As she started to wrap up high school, she had to consider where she’d want to study to advance her burgeoning career in art. She considered the Cincinnati Art Institute, and she visited both Chicago and New York. When she landed in Southern California, though, her choice was all but made for her. “It was an instinct,” she said. “I immediately fell in love with Los Angeles.”

She decided to attend the Otis College of Art and Design and managed to study directly under Everett Peck. She started getting hired for work in her senior year after cold calling art directors for different publications and ad agencies. 

Becoming a Leader in Animation

The media climate, particularly for animated media, was entirely different then. “Imagine a time where there were no animated TV series,” she said. “There were only Saturday morning cartoons – Scooby Doo – and after-school specials.” She started out working on the latter, contributing to The Ghostbusters animated series among others.

“I do remember going in, and someone asked me to paint cells,” she recalled. “I didn’t know what a cell was, but I said ‘Sure,’ and I learned then that you always say ‘Yes,’ and you go in and do the job.” The gravity of the moment wasn’t lost on her when she entered the studio building with her assignment. As she rode the elevator up, she reflected, “I’m going to work on a TV show. How amazing is this?” she recalled. “I remember getting chills.”

While the grind to feature her work in different spaces has always presented different kinds of challenges, she’s always been motivated to keep going. “For those who don’t work in film or TV, it’s hard to describe,” she stated. “It’s this passion that we have. Once I got into this business, I didn’t ever want to leave.”

It’s okay to love TV and film and media, and it’s okay to go for it.

After her work had been shared across the entertainment community, she began to get several one-off job opportunities. In these positions, she contributed to comedies, TV shows, music videos, and advertisements. Additionally, she engaged in different art forms like animation, assistant animation, design, and painting, all because she was so driven “to learn every job,” she said. 

During this time, she started working with an animation studio Klasky Csupo. It was in this capacity that she managed to work on a Beastie Boys music video and began animating on the first season of The Simpsons.

Courtesy of CarolWyatt.com

Her experience on the show, which was an instant national success, catapulted her into working on the pilots for Rugrats and Duckman and also leading as an art director for the pilot of Hey Arnold! She would continue to work on The Simpsons, eventually becoming a supervisor on the show. Brad Bird, her boss at the time, would become a major influence on her. “He was the first person to teach me that I could do anything with paint and color,” she recalled. “He taught me that I could do anything I wanted with artwork.”

After working on The Simpsons through its first four seasons, she maintained her dedication to animated media for more than 20 years by contributing to “countless TV shows, cartoons, features, music videos,” and so much more. In the early 2010s, she was asked to paint for an upcoming pilot for a show called Rick and Morty

As the show exploded in popularity, she began to take on different responsibilities, ultimately landing as a color supervisor. “So this is important: we don’t click and fill color. Never!” she said.

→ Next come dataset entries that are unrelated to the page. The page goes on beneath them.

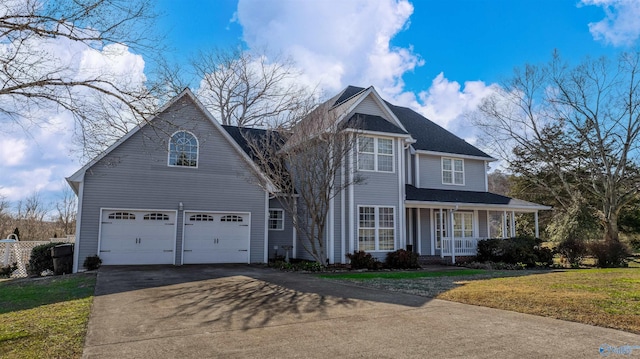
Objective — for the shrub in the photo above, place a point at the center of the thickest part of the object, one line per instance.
(573, 250)
(525, 250)
(5, 272)
(609, 254)
(495, 265)
(309, 266)
(402, 259)
(41, 259)
(634, 243)
(92, 262)
(363, 260)
(299, 265)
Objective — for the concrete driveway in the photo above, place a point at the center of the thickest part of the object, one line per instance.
(241, 311)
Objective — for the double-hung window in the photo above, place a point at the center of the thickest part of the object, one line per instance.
(375, 154)
(452, 171)
(463, 224)
(376, 228)
(276, 219)
(440, 227)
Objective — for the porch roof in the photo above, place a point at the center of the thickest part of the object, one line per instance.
(429, 196)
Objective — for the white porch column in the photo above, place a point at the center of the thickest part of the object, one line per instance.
(504, 224)
(453, 242)
(441, 232)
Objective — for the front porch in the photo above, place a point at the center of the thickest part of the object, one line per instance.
(449, 224)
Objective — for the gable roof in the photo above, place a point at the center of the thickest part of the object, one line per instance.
(78, 176)
(429, 136)
(346, 94)
(371, 123)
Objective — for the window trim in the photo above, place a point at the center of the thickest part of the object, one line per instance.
(197, 150)
(375, 154)
(452, 170)
(446, 223)
(281, 219)
(377, 227)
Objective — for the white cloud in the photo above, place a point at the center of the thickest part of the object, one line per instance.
(12, 151)
(338, 43)
(445, 101)
(38, 157)
(335, 42)
(620, 27)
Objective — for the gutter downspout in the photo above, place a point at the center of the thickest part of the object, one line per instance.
(453, 240)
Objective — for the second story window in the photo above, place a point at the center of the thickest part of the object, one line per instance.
(375, 154)
(183, 150)
(452, 171)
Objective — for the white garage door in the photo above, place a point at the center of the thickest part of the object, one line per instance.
(216, 238)
(137, 237)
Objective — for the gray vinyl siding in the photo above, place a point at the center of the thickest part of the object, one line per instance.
(379, 189)
(430, 168)
(135, 175)
(283, 237)
(338, 255)
(425, 231)
(483, 229)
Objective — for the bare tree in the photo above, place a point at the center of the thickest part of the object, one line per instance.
(247, 89)
(66, 211)
(30, 217)
(306, 168)
(5, 218)
(35, 77)
(573, 131)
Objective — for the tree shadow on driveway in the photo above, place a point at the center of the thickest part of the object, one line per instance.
(234, 297)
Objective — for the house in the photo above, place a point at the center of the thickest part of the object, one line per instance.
(185, 190)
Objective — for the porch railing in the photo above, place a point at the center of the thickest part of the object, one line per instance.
(463, 246)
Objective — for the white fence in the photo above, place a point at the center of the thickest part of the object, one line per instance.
(19, 252)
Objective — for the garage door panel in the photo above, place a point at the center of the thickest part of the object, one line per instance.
(216, 238)
(137, 237)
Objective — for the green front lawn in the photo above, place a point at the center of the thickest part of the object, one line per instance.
(45, 317)
(403, 275)
(602, 297)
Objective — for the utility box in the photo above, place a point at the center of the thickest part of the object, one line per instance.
(62, 259)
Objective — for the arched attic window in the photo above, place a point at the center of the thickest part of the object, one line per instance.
(183, 150)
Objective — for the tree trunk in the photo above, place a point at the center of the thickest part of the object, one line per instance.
(611, 228)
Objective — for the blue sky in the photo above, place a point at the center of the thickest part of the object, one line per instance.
(437, 57)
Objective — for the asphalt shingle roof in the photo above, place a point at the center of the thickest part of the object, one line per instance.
(452, 196)
(428, 135)
(242, 134)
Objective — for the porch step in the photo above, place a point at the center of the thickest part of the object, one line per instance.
(427, 260)
(430, 260)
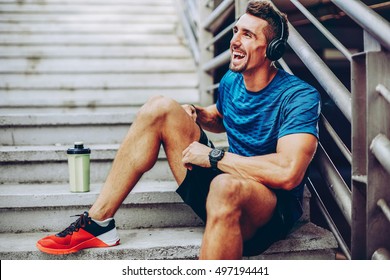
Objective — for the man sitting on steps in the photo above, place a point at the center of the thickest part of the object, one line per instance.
(248, 197)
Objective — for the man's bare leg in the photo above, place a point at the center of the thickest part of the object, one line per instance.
(235, 209)
(159, 121)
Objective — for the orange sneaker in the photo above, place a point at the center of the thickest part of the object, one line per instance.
(83, 233)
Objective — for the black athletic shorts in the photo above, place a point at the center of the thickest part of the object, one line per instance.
(194, 191)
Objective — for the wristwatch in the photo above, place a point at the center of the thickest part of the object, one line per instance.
(215, 155)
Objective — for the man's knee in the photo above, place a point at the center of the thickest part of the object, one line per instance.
(224, 200)
(157, 107)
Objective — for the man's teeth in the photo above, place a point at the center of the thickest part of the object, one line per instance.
(238, 55)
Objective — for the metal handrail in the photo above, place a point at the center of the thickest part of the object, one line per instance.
(329, 221)
(337, 186)
(380, 147)
(370, 21)
(331, 84)
(323, 30)
(216, 14)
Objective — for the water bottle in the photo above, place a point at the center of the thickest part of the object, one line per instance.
(79, 167)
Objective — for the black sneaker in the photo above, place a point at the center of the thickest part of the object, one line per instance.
(83, 233)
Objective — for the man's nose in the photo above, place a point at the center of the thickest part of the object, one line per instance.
(235, 41)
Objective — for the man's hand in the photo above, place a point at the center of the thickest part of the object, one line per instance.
(190, 109)
(196, 154)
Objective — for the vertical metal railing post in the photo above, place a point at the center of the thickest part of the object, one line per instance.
(205, 54)
(378, 122)
(240, 7)
(359, 156)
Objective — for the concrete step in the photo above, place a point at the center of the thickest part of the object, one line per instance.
(58, 18)
(95, 66)
(39, 129)
(150, 204)
(50, 207)
(93, 7)
(306, 242)
(101, 51)
(43, 164)
(29, 101)
(99, 81)
(48, 164)
(87, 27)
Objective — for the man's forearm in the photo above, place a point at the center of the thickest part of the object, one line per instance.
(209, 119)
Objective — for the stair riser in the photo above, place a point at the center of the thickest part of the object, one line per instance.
(64, 135)
(46, 172)
(56, 219)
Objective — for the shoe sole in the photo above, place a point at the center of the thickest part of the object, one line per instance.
(91, 243)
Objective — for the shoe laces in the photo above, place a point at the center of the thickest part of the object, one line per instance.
(81, 222)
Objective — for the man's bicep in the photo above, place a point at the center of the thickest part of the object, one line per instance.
(298, 148)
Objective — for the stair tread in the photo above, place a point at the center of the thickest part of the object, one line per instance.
(58, 195)
(165, 243)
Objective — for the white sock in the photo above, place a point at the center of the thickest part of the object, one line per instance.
(103, 223)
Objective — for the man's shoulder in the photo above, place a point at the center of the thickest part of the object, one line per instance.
(292, 81)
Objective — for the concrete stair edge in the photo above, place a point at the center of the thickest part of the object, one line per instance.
(308, 241)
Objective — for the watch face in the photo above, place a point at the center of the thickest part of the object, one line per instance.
(216, 153)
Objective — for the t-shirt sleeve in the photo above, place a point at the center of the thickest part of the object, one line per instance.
(301, 113)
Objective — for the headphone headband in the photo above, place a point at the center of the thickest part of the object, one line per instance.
(277, 46)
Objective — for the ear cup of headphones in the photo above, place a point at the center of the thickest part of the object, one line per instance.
(275, 49)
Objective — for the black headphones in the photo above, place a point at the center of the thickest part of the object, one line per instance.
(277, 46)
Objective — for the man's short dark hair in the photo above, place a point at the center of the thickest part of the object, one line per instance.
(264, 10)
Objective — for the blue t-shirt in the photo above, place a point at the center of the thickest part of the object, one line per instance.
(254, 121)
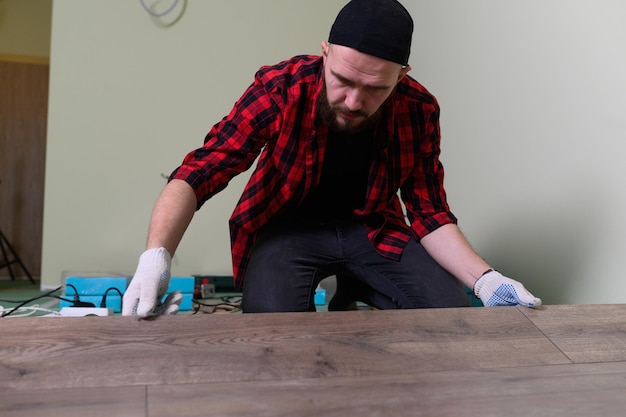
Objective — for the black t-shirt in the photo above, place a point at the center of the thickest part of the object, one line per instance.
(343, 184)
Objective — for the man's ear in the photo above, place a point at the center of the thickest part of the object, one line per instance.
(403, 72)
(325, 48)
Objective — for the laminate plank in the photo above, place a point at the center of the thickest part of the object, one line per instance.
(585, 333)
(75, 402)
(38, 353)
(554, 390)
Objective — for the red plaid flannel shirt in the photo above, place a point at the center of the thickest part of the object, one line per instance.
(275, 118)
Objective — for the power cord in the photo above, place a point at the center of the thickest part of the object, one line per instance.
(76, 302)
(103, 303)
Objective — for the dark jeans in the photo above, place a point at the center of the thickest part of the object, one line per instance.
(290, 259)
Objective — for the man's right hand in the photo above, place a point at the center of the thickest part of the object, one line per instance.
(149, 285)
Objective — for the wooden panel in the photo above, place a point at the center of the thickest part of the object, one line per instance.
(585, 333)
(557, 390)
(115, 351)
(23, 112)
(76, 402)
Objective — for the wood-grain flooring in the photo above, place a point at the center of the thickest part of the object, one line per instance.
(557, 361)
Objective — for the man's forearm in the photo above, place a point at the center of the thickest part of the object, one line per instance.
(452, 251)
(171, 215)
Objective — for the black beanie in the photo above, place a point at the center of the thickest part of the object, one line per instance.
(382, 28)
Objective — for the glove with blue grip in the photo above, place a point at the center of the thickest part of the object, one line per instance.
(494, 289)
(149, 285)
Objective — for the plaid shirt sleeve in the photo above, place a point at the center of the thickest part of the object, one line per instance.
(423, 192)
(232, 145)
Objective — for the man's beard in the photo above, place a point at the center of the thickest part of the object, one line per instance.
(329, 114)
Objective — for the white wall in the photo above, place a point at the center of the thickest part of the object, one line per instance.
(533, 95)
(25, 27)
(129, 98)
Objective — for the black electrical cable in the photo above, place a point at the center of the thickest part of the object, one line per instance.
(77, 302)
(103, 303)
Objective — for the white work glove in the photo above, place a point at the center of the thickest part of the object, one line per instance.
(494, 289)
(148, 286)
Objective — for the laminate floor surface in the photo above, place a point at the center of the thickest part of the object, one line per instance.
(504, 361)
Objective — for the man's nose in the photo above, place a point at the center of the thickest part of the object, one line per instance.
(354, 99)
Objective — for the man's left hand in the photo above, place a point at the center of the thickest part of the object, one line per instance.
(494, 289)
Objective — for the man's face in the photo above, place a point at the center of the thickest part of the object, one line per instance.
(356, 86)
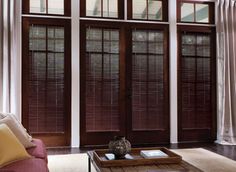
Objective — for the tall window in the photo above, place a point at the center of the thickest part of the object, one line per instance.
(46, 74)
(124, 76)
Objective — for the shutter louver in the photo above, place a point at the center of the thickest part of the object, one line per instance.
(46, 80)
(102, 80)
(147, 80)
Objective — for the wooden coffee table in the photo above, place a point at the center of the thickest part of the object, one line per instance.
(183, 166)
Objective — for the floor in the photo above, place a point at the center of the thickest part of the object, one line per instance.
(227, 151)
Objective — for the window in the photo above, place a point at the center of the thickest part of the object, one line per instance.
(195, 11)
(46, 7)
(102, 8)
(46, 79)
(124, 82)
(148, 10)
(196, 85)
(102, 79)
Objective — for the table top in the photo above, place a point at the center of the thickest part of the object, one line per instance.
(183, 166)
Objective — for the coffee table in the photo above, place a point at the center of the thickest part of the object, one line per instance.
(183, 166)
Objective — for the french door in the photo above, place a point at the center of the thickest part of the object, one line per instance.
(124, 83)
(46, 80)
(196, 85)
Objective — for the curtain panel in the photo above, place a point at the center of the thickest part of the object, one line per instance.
(9, 56)
(226, 64)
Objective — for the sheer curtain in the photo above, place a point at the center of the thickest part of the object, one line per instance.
(226, 42)
(10, 56)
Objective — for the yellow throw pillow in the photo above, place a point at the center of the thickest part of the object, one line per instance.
(11, 149)
(18, 130)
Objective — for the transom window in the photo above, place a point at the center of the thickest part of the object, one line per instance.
(46, 7)
(196, 12)
(102, 8)
(147, 10)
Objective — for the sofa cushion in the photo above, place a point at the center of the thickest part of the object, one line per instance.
(18, 130)
(28, 165)
(39, 151)
(11, 149)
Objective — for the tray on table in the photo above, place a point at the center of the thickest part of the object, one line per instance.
(101, 160)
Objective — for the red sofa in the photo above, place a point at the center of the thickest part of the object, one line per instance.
(37, 163)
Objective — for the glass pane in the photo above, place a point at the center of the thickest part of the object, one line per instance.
(139, 9)
(37, 6)
(55, 6)
(46, 81)
(37, 39)
(154, 10)
(93, 8)
(147, 80)
(110, 8)
(187, 12)
(203, 46)
(202, 13)
(102, 80)
(188, 45)
(56, 44)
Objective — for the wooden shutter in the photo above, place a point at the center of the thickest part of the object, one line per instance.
(101, 114)
(46, 81)
(148, 84)
(196, 86)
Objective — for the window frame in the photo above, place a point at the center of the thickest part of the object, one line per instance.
(211, 12)
(50, 139)
(164, 12)
(120, 10)
(26, 9)
(183, 136)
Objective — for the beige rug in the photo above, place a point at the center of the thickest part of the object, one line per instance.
(201, 158)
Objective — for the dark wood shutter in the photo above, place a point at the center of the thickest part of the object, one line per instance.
(46, 86)
(148, 82)
(124, 83)
(101, 112)
(196, 86)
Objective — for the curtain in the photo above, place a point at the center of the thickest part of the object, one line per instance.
(226, 65)
(9, 56)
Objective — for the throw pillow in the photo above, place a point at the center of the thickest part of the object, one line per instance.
(10, 147)
(18, 130)
(2, 115)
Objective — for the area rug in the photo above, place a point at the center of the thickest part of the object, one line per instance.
(207, 161)
(203, 159)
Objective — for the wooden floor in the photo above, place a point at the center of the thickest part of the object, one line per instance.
(227, 151)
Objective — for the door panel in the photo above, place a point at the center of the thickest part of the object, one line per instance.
(149, 116)
(46, 80)
(196, 86)
(124, 84)
(102, 85)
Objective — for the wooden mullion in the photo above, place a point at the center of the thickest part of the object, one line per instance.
(46, 77)
(102, 77)
(147, 79)
(102, 8)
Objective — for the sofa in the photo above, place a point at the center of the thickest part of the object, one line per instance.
(37, 162)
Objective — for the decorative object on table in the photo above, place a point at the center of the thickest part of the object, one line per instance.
(101, 159)
(153, 154)
(111, 156)
(119, 146)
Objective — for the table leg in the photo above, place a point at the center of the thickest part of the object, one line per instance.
(89, 164)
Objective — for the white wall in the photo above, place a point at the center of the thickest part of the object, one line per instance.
(75, 95)
(173, 73)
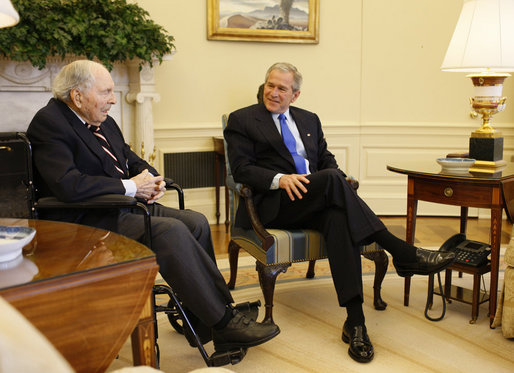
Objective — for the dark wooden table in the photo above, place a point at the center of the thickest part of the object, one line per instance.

I am in charge of all things painted. So before it comes to me, everything is in black and white. Designs, characters, props, effects. At the end, we’re putting in color, we’re filling in everything. But it’s so much more than that. We’re doing the lighting, the mood. Before you have color, you have no emotion. I think color and music are the emotional components of any film.

Rick and Morty is great because we spend so much time with scifi and doing lighting and really designing feelings along the way,” she said. “We have a lot of reveals, so we’ll have things that lead up to that. But it’s all done in color, and it’s subliminal. You don’t know you’re feeling what you’re feeling.”

Kentucky to the World’s “Carol Wyatt: 35 Years of TV Animation and Film” program, which features an in-depth on animation, storytelling, and how color can shape narrative direction, is now available to be streamed on KET.